The PII Knowledge Model (display name: PII EN v#) aims at detecting and extracting personally identifiable information (PII) and returning it in two alternative formats including linked data in JSON-LD format (see also https://json-ld.org/).

The PII model does not de-identify PII in the text, this can be achieved by using the PII Pseudonymization and PII Anonymization Knowledge models.
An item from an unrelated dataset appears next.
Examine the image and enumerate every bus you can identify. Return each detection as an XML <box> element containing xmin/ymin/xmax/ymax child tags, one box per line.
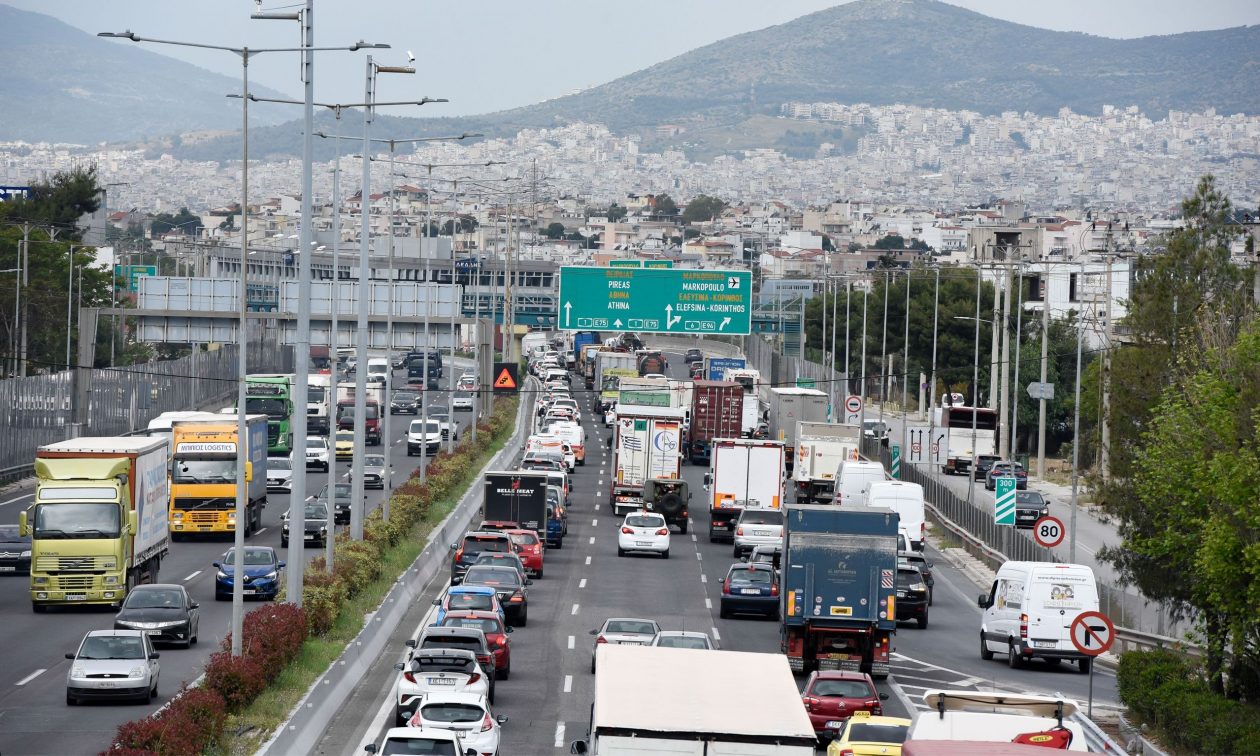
<box><xmin>237</xmin><ymin>374</ymin><xmax>293</xmax><ymax>456</ymax></box>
Alternatively, it's possible to post-process the text, using PII model output to determine where the PII are and what type they are, to replace PII with placeholders or pseudonyms.

Information types

These are the information types PII can detect:

Information type Notes
Personal attributes Of a real person or a fictional character
Postal address
Bank account
IP address
E-mail address
URL
Financial product Credit or debit card
Phone number

These are the properties of each information type:

Information type Property Linked data reference
Personal attributes
Full name of the person https://schema.org/Person
First name https://schema.org/givenName
Last name https://schema.org/familyName
Age https://schema.org/Number
Gender https://schema.org/gender
Nationality https://schema.org/nationality
Date of birth https://schema.org/birthDate
Place of birth https://schema.org/birthPlace
Date of death https://schema.org/deathDate
Place of death https://schema.org/deathPlace
Any date or a time related to the person https://schema.org/Date
Postal address
Full address https://schema.org/Text
Street name and house number https://schema.org/streetAddress
Country https://schema.org/addressCountry
Postal code https://schema.org/postalCode
Locality https://schema.org/addressLocality
Region https://schema.org/addressRegion
PO box number https://schema.org/postOfficeBoxNumber
Bank account
IBAN code https://schema.org/PropertyValue
IBAN code country https://schema.org/Country
IP address
Address https://schema.org/Text
E-mail address
Address https://schema.org/email
URL
URL https://schema.org/URL
Financial product
Number of the credit/debit card https://schema.org/Text
Card Verification Value (CVV) or Card Verification Code (CVC) https://schema.org/Number
Card expiration date https://schema.org/Date
Phone number
Number https://schema.org/telephone

Simple Vs composite information

The PII model detects both simple and composite information.
Simple information—like phone numbers and e-mail addresses—have only one property. Composite information have two or more properties, like a postal address which is composed of a street name, a locality, a ZIP code and a region.

Output structure

The model output has the same structure as any other model and is affected by the functional properties of the workflow block.
The peculiar parts of the output are the result of information extraction, i.e. the extractions array, and the extraData object: to have extraData it's necessary to turn on the Output rules extra data functional option of the workflow block.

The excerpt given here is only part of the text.